Beijer Electronics' Annual General Meeting (AGM) 2009 was held on Monday April 20, 2009. The AGM adopted the submitted Income Statement and Balance Sheet for 2008 and discharged the Board members and CEO from liability for the financial year 2008. In addition, the Meeting approved the Board of Directors' proposal of ordinary dividends of SEK 4.00 per share and that the record date for dividends would be April 23, 2009. The dividends are scheduled for disbursement from VPC (the Swedish Central Securities Depository & Clearing Organization) on April 28, 2009.
Chairman of the Board Anders Ilstam reviewed the Board of Directors' activities in the financial year 2008.
In his address to the Meeting, Beijer Electronics' CEO Fredrik Jönsson reviewed operations in 2008 and progress in the first quarter 2009. The CEO declared that 2008 was Beijer Electronics' best year so far in terms of sales and profits, and that the group is well prepared for more challenging times. In the first quarter of 2009, the economic crisis, with falling GDP in most countries, obviously also affected Beijer Electronics, but so far, the group has asserted itself well.

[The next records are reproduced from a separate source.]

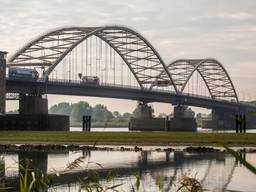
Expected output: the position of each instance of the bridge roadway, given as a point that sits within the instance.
(65, 87)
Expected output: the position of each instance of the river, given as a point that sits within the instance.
(216, 171)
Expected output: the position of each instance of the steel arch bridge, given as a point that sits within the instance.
(141, 58)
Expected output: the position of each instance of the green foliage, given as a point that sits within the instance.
(101, 113)
(61, 108)
(92, 182)
(249, 166)
(79, 110)
(189, 184)
(32, 179)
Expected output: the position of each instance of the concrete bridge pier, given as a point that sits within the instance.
(183, 119)
(144, 120)
(32, 105)
(33, 115)
(223, 119)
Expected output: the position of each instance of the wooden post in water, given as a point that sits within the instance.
(244, 123)
(84, 122)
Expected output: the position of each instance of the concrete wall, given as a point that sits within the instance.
(154, 124)
(33, 105)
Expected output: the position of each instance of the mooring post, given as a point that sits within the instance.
(244, 123)
(240, 123)
(237, 123)
(84, 121)
(89, 119)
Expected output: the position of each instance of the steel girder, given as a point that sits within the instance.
(213, 73)
(49, 49)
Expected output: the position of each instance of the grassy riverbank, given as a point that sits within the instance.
(102, 124)
(126, 138)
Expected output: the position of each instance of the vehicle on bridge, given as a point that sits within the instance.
(90, 80)
(162, 83)
(23, 73)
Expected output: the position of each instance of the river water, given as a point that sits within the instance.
(125, 129)
(216, 171)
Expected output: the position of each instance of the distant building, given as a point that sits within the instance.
(2, 81)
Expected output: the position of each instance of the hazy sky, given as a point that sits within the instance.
(221, 29)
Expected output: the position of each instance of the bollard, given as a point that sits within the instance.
(244, 123)
(84, 122)
(237, 123)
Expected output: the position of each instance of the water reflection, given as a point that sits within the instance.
(214, 170)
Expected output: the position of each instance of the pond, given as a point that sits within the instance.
(158, 168)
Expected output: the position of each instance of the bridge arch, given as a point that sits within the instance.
(37, 53)
(212, 72)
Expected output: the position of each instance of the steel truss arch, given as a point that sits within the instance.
(212, 72)
(126, 42)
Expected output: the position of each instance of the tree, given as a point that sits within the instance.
(61, 108)
(127, 116)
(79, 110)
(101, 113)
(117, 115)
(162, 115)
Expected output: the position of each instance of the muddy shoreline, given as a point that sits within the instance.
(65, 148)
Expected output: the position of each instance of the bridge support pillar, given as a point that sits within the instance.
(2, 81)
(222, 119)
(33, 105)
(144, 120)
(183, 119)
(33, 115)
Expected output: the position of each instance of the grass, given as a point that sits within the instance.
(127, 138)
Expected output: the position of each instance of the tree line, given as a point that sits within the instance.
(98, 113)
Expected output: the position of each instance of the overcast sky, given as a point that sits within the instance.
(221, 29)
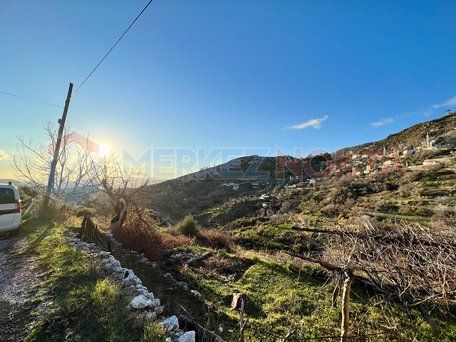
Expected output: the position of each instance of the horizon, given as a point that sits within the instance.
(257, 76)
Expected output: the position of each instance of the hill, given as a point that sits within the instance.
(255, 175)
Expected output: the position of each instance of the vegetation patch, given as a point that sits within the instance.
(84, 303)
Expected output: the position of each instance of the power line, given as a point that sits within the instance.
(30, 99)
(112, 48)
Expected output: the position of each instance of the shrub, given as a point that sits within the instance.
(188, 226)
(215, 238)
(85, 211)
(139, 233)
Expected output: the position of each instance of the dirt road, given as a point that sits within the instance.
(18, 275)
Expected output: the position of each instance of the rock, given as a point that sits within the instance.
(151, 316)
(196, 293)
(170, 323)
(140, 302)
(155, 303)
(189, 336)
(130, 278)
(143, 260)
(183, 284)
(130, 290)
(159, 310)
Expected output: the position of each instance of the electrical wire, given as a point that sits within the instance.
(112, 48)
(30, 99)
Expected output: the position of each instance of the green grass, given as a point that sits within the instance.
(85, 303)
(281, 297)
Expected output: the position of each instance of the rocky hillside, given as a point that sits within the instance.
(254, 175)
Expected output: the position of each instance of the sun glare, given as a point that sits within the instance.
(103, 150)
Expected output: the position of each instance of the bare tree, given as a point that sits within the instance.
(72, 176)
(404, 262)
(123, 188)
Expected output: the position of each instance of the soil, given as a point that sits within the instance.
(18, 276)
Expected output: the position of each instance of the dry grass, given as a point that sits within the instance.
(215, 238)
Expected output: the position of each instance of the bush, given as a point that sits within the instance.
(84, 211)
(215, 238)
(139, 232)
(187, 226)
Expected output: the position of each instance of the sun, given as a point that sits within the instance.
(103, 150)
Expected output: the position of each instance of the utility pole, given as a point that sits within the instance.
(57, 149)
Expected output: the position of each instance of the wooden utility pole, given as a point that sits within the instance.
(57, 148)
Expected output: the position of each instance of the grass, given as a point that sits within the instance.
(85, 304)
(282, 297)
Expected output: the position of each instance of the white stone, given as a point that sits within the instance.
(155, 303)
(189, 336)
(170, 323)
(140, 302)
(151, 316)
(196, 293)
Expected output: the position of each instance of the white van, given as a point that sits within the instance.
(10, 208)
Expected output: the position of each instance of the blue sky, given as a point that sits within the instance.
(253, 76)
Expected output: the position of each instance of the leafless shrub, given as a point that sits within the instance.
(407, 262)
(215, 238)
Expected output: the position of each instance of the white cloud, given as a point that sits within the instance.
(4, 155)
(383, 122)
(448, 103)
(314, 123)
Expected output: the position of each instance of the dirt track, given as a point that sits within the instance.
(18, 275)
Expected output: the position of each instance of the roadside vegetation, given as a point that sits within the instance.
(77, 300)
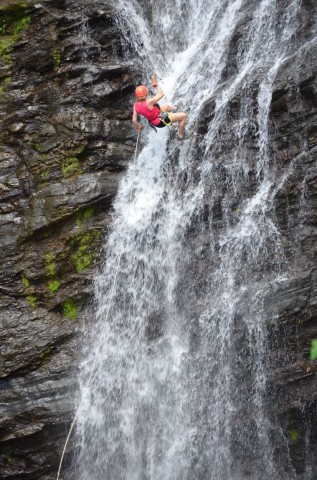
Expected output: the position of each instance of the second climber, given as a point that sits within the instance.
(159, 116)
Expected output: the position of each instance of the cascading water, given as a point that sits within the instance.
(174, 385)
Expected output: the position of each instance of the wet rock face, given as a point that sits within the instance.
(66, 138)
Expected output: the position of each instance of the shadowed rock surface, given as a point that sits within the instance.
(66, 138)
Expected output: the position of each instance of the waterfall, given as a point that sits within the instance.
(174, 381)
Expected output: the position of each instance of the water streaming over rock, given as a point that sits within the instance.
(174, 385)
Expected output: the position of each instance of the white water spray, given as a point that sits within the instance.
(174, 385)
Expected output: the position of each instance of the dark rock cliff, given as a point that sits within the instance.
(66, 138)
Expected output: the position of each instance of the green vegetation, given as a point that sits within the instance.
(84, 249)
(31, 301)
(25, 281)
(84, 215)
(38, 147)
(15, 20)
(294, 435)
(47, 352)
(53, 286)
(50, 264)
(71, 166)
(313, 350)
(70, 309)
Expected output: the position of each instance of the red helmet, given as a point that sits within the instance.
(141, 91)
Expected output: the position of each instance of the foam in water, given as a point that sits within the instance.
(173, 386)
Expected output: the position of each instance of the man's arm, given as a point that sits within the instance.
(137, 125)
(160, 94)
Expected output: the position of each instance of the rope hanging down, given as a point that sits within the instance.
(106, 318)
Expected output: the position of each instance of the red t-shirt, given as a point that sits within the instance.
(151, 115)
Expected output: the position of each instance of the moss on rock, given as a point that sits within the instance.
(14, 21)
(70, 309)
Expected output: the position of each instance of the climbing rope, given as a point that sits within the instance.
(106, 318)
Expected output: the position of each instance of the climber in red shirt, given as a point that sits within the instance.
(158, 116)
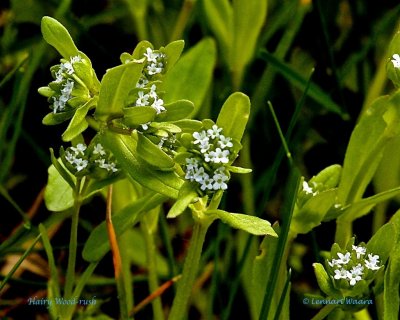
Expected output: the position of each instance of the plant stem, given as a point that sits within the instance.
(327, 309)
(148, 234)
(119, 275)
(190, 268)
(73, 242)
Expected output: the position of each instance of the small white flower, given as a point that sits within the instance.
(151, 55)
(143, 99)
(214, 132)
(200, 137)
(79, 149)
(340, 274)
(353, 277)
(360, 251)
(396, 61)
(225, 142)
(372, 262)
(343, 258)
(219, 156)
(158, 105)
(98, 149)
(219, 181)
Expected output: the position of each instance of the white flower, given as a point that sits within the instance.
(151, 55)
(207, 183)
(143, 99)
(343, 258)
(396, 61)
(80, 164)
(219, 181)
(214, 132)
(79, 149)
(372, 262)
(219, 156)
(340, 274)
(98, 149)
(359, 250)
(158, 105)
(200, 137)
(353, 277)
(142, 82)
(225, 142)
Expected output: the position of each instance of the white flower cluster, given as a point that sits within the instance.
(208, 170)
(67, 84)
(150, 99)
(155, 62)
(352, 266)
(396, 60)
(78, 158)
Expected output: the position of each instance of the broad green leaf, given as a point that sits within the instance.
(250, 224)
(360, 208)
(58, 195)
(324, 281)
(234, 115)
(124, 149)
(239, 169)
(78, 123)
(97, 245)
(58, 36)
(248, 19)
(173, 51)
(134, 116)
(391, 298)
(219, 15)
(365, 149)
(52, 119)
(191, 77)
(176, 111)
(313, 212)
(153, 154)
(115, 87)
(383, 241)
(187, 194)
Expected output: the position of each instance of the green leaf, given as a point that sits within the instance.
(134, 116)
(248, 19)
(177, 110)
(311, 214)
(173, 51)
(367, 143)
(78, 123)
(97, 245)
(324, 281)
(391, 298)
(191, 77)
(153, 154)
(234, 115)
(114, 90)
(187, 194)
(58, 36)
(124, 149)
(58, 195)
(383, 241)
(250, 224)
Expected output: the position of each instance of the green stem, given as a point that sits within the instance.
(323, 313)
(190, 268)
(73, 242)
(152, 267)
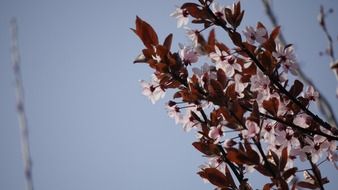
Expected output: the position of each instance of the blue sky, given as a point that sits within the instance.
(90, 127)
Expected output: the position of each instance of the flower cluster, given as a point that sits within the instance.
(241, 105)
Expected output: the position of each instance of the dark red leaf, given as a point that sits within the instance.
(308, 185)
(296, 88)
(146, 33)
(207, 149)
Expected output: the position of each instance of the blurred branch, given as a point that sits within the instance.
(20, 106)
(322, 103)
(330, 51)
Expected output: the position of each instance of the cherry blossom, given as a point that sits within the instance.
(316, 147)
(286, 57)
(152, 89)
(225, 62)
(311, 94)
(188, 55)
(252, 129)
(253, 35)
(182, 17)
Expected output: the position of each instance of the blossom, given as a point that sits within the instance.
(311, 94)
(174, 112)
(152, 89)
(251, 130)
(216, 133)
(218, 10)
(239, 85)
(286, 57)
(260, 83)
(182, 17)
(252, 35)
(302, 120)
(225, 62)
(188, 55)
(316, 147)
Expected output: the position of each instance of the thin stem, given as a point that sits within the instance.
(27, 161)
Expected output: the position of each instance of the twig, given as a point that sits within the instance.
(322, 103)
(20, 107)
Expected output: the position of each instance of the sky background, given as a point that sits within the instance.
(89, 125)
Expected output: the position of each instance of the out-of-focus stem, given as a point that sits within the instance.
(322, 103)
(27, 162)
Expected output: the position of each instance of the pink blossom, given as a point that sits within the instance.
(316, 147)
(311, 94)
(251, 130)
(225, 62)
(188, 55)
(239, 85)
(216, 133)
(152, 89)
(174, 112)
(218, 10)
(302, 120)
(182, 17)
(253, 35)
(286, 57)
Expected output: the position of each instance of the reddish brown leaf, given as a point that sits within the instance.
(216, 177)
(146, 33)
(308, 185)
(296, 88)
(207, 149)
(237, 156)
(288, 173)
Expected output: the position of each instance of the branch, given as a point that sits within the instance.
(322, 103)
(27, 161)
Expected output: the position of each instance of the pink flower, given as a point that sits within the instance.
(239, 85)
(251, 130)
(311, 94)
(152, 89)
(188, 55)
(174, 112)
(286, 57)
(260, 83)
(302, 120)
(225, 62)
(253, 35)
(316, 147)
(218, 10)
(182, 17)
(216, 133)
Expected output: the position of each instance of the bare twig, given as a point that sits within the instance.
(322, 103)
(20, 107)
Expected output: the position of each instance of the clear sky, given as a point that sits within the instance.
(90, 127)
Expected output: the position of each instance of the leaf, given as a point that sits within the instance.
(296, 88)
(146, 33)
(140, 59)
(216, 177)
(207, 149)
(237, 156)
(308, 185)
(289, 172)
(263, 170)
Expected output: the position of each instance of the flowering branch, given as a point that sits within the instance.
(322, 103)
(244, 90)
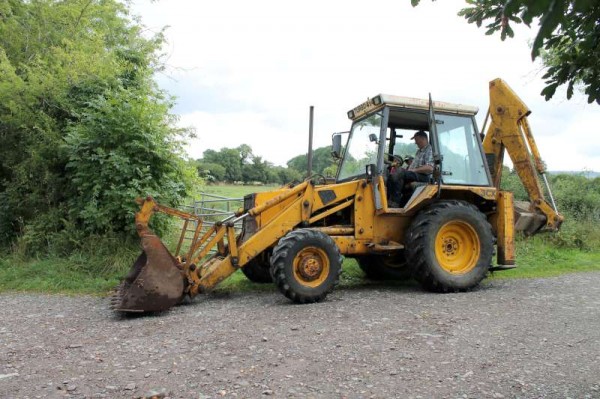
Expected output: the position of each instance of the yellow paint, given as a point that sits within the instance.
(457, 247)
(504, 225)
(311, 267)
(509, 130)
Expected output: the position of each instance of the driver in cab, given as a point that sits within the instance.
(419, 170)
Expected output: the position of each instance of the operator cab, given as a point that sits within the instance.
(380, 140)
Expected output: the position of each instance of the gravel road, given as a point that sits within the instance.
(533, 338)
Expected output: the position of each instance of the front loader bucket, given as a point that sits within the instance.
(154, 283)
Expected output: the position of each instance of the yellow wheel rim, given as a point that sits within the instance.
(311, 267)
(457, 247)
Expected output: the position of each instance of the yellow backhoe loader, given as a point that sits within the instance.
(444, 234)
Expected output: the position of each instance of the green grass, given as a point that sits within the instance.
(78, 276)
(99, 272)
(535, 258)
(55, 276)
(235, 191)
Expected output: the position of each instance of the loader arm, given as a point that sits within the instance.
(509, 130)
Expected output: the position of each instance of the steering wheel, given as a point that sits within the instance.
(397, 159)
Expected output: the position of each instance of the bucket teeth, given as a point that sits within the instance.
(154, 282)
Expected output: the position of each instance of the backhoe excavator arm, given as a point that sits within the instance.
(509, 130)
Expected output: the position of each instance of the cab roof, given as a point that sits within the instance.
(410, 103)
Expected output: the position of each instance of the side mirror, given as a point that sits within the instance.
(336, 145)
(370, 171)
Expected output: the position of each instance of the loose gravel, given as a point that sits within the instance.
(531, 338)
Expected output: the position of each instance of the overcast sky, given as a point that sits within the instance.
(246, 72)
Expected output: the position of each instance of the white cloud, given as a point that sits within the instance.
(247, 72)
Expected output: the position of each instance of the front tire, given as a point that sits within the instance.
(450, 244)
(306, 265)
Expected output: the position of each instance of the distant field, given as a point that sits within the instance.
(97, 274)
(235, 191)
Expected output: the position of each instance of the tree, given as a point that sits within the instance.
(211, 171)
(83, 127)
(568, 39)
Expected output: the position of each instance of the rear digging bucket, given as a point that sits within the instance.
(154, 283)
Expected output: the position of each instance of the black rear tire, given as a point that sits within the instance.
(450, 245)
(306, 265)
(385, 267)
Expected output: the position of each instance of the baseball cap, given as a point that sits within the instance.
(420, 133)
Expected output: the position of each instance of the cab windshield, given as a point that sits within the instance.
(361, 149)
(463, 161)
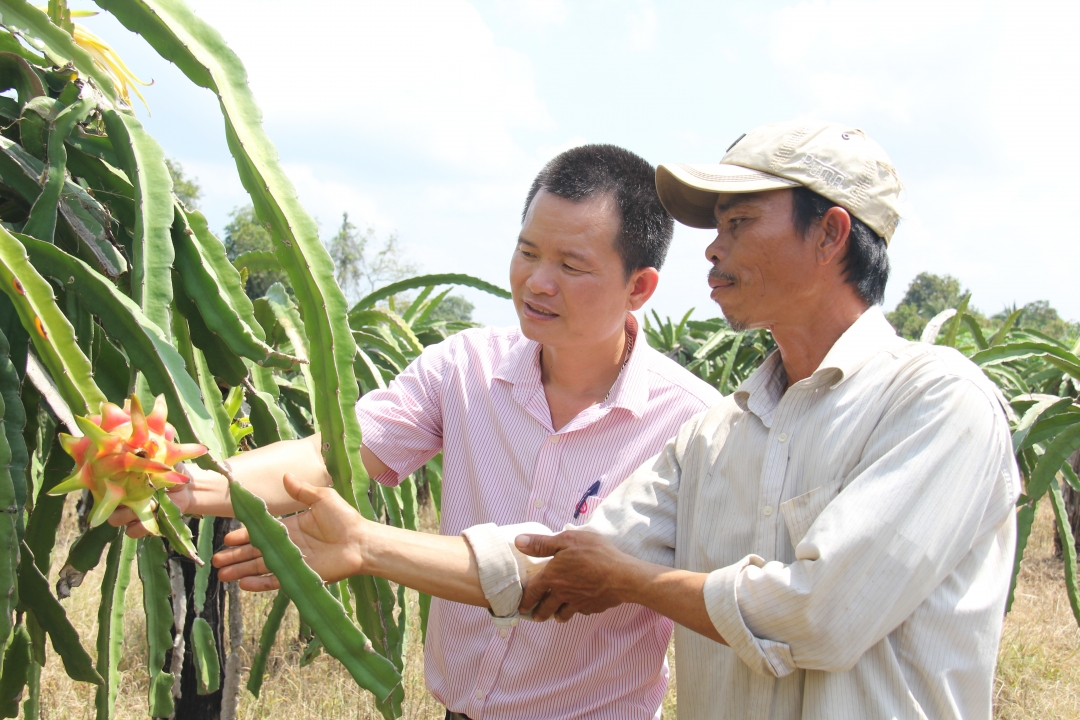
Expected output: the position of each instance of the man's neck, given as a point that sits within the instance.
(805, 343)
(583, 370)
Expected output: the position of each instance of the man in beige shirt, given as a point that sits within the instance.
(835, 539)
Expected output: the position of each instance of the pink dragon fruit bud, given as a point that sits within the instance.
(123, 457)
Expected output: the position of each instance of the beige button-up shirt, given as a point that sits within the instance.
(858, 529)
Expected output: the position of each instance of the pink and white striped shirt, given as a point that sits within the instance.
(478, 398)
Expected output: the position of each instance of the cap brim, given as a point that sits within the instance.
(689, 191)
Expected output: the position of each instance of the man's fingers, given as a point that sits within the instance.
(259, 584)
(539, 545)
(534, 593)
(300, 491)
(238, 538)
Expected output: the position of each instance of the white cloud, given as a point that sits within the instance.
(643, 26)
(977, 102)
(539, 14)
(422, 73)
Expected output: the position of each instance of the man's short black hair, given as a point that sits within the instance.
(645, 228)
(866, 261)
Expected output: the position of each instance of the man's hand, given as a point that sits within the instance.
(586, 574)
(328, 534)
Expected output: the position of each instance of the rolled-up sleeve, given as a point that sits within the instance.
(503, 569)
(934, 479)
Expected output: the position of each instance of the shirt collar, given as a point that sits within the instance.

Although certainly, sales in the first quarter fell, it was a moderate downturn. In profit terms, operating margins were also almost maintained.
Meanwhile the IDC business area, which is less cyclical, made positive progress, with higher sales and better profits, while Automation and HMI Products had a harder time. The CEO also indicated that Beijer Electronics will be building for its future, despite these harsher conditions. Product develop-ment in IDC and HMI Products are priority segments, and expenditure for development remained unchanged. Moreover, in times of crisis there are always openings, where attractive acquisition opportunities may reveal themselves. The CEO also advocated continued vigilance regarding progress. Order intake in the first quarter indicates the market remaining weak ahead, which means that the group remains very prepared to take further savings measures if necessary.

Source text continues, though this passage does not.